Yep...you know how us old guys hate to pull back alot of lbs..:wink:
We keep enough lbs some where else....LOL

Andy

:darkbeer:


----------



## Miss Pink (Nov 5, 2007)

thunderbolt said:


> Still shooting that speedy thing at a girly 49 pounds?:wink:



Seems to me the girly 49 pounds is workin for him. If it ain't broke, don't fix it!

Nice buck.


----------



## GWN_Nuge (Oct 1, 2004)

Methinks you call that one the "Testarossa buck"

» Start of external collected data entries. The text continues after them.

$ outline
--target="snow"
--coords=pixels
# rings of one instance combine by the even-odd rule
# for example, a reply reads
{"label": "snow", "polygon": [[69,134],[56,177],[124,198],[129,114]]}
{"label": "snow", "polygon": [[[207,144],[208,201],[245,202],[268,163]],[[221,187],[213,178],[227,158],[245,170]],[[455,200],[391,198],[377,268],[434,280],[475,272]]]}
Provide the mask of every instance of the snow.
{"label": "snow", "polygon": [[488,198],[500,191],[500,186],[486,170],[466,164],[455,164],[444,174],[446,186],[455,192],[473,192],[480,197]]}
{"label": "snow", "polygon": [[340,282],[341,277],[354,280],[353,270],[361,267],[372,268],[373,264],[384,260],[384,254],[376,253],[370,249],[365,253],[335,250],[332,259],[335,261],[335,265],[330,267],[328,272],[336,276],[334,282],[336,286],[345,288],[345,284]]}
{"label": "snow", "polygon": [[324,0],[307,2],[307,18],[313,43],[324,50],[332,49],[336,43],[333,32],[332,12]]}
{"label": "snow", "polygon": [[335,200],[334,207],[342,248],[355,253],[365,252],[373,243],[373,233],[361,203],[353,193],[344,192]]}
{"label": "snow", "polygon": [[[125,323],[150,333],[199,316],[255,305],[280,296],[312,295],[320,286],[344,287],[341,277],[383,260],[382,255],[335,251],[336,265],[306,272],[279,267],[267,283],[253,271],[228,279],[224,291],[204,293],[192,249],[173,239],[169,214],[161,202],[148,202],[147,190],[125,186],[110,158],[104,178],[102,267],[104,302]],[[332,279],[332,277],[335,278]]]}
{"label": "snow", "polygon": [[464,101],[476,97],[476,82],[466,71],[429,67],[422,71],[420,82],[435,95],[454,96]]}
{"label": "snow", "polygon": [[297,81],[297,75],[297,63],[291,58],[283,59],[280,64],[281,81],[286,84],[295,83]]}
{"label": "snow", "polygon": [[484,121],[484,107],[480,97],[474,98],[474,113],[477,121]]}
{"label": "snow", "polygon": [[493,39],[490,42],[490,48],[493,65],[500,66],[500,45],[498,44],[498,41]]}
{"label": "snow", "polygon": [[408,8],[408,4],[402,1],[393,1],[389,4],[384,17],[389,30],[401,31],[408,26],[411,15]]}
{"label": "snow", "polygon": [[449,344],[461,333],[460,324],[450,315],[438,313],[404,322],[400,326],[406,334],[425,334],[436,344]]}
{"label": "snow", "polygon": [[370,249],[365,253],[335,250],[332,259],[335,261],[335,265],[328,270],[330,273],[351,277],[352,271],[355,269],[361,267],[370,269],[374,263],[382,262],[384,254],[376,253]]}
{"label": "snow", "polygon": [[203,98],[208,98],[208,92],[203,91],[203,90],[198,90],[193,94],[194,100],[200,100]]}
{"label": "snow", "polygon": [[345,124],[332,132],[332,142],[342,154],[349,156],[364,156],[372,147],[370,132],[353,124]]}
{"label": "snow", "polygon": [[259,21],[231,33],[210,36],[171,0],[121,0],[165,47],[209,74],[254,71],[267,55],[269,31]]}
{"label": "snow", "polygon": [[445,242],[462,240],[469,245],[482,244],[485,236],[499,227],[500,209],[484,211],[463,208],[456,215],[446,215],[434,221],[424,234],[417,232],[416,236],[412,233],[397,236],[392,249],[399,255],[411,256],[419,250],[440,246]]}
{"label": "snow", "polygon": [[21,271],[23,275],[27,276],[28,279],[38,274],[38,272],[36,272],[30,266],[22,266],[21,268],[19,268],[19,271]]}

Congrats buddy, that's a fine looking deer. Looking forward to seeing how he tastes


----------



## crk (Jul 12, 2005)

Well done Andy.Charles


----------



## CLASSICHUNTER (May 20, 2005)

*yup`mmmmmmmmmmmmmm*

Nice shoot`n better eating... way to go ted :darkbeer:


----------



## hotwheels (Dec 5, 2006)

*bowtech*

Who would have thunk a bowtech could reach out and touch him
eh!
LOL

Congrats buddy
Is his daddy around??

Tinker


----------



## hotwheels (Dec 5, 2006)

*P.s.*

Thats a Bowtech 49lbs 
with 62ft/lbs of KN
Loven it


----------



## 3--d (Feb 15, 2005)

hotwheels said:


> Who would have thunk a bowtech could reach out and touch him
> eh!
> LOL
> 
> ...


Dont worry buddy....the big one has your name on it 

Andy


----------



## GWN_Nuge (Oct 1, 2004)

3--d said:


> Dont worry buddy....the big one has your name on it
> 
> Andy


Yup, you just have to keep your peepers open Bri


----------



## 3--d (Feb 15, 2005)

*picture*

That picture looks like Mike Atkinson....Wait, that cant be mike , that gun still has a sight on it....LOL

Opps...did i say that out loud


Andy

http://www.archerytalk.com/vb/images/smilies/darkbeer.gif
http://www.archerytalk.com/vb/images/smilies/darkbeer.gif


----------



## hotwheels (Dec 5, 2006)

*My Lunch*

I thought something was funny when the leftover turkey dinner went missing the other day that basturd i show him..

LOL

Tinker


----------